Mps, la difesa di Bersani: Se ci attaccano, li sbraniamo

Il timore che lo scandalo del Monte dei Paschi di Siena possa condizionare il risultato della prossima tornata elettorale si fa sempre più insinuante nella mente di Pier Luigi Bersani che ha, per questo, deciso di passare al contrattacco. Alle incalcolabili accuse di “ingerenza” con lo storico istituto di credito senese mosse da tutti gli avversari politici al suo partito, il democratico ha scelto di replicare a muso duro, confidando nella collaborazione dell’alleato Nichi Vendola.

“Non si azzardino a dire a livello subliminale, destra e Lega, che sul Monte dei Paschi, su questa commistione politica, siamo stati scorretti perché li sbraniamo“. E’ quanto è tornato a dire ieri il leader del Pd, Pier Luigi Bersani, in campagna elettorale. Se ci cercano, noi del Pd ci siamo – ha continuato il democratico – Sulla questione del Monte dei Paschi si parla di localismo, di Comune, di Provincia? Se si parla di questo, è documentato che il nostro partito è sempre stato contro. Il sindaco ha favorito un ricambio nei vertici del Mps e poi è saltato”. Non basta: “Si parla di derivati? – ha incalzato Bersani nella sua autodifesa – Si registri la battaglia che abbiamo fatto per limitare questi strumenti e si guardi, invece, a Tremonti che li consigliava”.

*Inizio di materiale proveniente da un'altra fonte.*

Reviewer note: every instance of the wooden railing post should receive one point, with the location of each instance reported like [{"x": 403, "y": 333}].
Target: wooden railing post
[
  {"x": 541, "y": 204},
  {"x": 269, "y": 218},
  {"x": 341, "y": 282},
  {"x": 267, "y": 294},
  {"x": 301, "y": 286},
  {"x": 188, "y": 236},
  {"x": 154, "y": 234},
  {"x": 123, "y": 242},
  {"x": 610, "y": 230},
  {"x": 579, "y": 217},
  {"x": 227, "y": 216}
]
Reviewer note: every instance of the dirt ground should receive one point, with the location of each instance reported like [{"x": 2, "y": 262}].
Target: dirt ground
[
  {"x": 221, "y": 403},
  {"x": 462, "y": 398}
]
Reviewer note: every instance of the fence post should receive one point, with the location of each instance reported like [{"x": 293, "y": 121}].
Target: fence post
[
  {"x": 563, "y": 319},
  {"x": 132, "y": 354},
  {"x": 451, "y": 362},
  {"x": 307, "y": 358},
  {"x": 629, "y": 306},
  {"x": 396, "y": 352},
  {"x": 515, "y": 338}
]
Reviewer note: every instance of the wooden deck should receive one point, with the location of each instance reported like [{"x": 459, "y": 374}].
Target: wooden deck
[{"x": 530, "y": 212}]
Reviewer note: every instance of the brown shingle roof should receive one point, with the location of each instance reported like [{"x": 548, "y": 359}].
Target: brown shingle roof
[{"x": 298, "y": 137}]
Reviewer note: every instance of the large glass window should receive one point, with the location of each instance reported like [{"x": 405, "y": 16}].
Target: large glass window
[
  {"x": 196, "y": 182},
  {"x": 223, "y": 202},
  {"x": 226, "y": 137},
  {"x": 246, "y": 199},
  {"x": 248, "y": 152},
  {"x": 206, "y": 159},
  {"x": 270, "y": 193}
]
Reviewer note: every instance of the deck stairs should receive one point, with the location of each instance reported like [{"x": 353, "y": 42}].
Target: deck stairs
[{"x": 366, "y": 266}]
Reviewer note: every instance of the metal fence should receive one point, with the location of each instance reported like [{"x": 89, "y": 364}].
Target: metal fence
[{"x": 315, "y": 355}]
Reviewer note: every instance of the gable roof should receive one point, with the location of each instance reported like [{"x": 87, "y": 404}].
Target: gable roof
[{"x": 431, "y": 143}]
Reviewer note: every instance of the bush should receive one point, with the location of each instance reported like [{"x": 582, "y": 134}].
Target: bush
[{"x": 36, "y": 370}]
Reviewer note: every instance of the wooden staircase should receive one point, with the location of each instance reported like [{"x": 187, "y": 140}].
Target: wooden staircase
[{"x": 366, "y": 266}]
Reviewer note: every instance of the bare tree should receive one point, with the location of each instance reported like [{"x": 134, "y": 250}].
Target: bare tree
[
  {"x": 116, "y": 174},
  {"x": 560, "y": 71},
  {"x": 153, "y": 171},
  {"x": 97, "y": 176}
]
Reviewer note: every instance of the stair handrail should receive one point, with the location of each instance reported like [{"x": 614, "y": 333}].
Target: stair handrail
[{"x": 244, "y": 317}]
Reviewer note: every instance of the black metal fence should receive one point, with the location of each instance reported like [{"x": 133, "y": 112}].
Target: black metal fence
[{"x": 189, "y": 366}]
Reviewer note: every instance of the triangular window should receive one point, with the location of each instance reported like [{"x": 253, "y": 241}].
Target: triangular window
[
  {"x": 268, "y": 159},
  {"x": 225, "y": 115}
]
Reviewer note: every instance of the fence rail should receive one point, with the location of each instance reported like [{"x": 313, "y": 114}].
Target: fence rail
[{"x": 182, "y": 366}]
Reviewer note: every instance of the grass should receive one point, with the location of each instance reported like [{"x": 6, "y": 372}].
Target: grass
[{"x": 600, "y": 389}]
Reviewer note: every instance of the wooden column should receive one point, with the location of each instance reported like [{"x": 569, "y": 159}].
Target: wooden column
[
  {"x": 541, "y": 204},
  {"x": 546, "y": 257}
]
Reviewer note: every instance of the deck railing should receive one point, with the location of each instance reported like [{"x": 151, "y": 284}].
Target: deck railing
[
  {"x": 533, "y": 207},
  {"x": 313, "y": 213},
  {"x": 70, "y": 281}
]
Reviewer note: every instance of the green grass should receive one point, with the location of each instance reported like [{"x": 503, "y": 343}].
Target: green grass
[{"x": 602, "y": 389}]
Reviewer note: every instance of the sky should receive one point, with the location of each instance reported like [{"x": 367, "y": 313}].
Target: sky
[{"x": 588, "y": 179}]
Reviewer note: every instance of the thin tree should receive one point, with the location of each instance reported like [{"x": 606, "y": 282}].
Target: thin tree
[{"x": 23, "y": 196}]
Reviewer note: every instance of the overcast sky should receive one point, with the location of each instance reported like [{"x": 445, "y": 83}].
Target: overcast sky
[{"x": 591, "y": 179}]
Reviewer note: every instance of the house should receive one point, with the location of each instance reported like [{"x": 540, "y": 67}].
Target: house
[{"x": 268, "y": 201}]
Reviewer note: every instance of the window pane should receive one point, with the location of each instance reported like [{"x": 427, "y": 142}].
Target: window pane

A non sottostimare l’insidia Mps sembra essere anche Nichi Vendola, che ha fatto da cassa di risonanza allo “sdegno” manifestato dagli alleati: “Nessuno può salire in cattedra tra coloro che cercano di impartire lezioni al Pd – ha tuonato il numero uno di Sel – Non il Pdl di Verdini, non il Pdl di Tremonti, autore dell’entrata dell’Italia nella finanza opaca dei derivati, non Monti che ha l’icona di moralizzatore dei mercati finanziari, non la Lega che deve solo tacere. Tuttavia – ha suggerito il governatore della Puglia – vanno separate le banche di affari da quelle commerciali”. 

E a dare una mano al suo partito è stato anche Massimo D’Alema che, ospite due giorni fa della trasmissione Omnibus, ha affondato sul premier uscente: “Il professor Monti, che ora punta il dito contro di noi – ha detto l’ex parlamentare – ha preso quello (Alfredo Monaci, ndr) che fino all’ultimo ha sostenuto la vecchia gestione di Mps e ha contribuito a rovesciare il sindaco e lo ha messo nella sua lista elettorale. E si mette pure a farci la morale. Siccome ho stima di Monti – ha concluso ironico D’Alema – sono sicuro che qualcuno ha preso la decisione alle sue spalle”.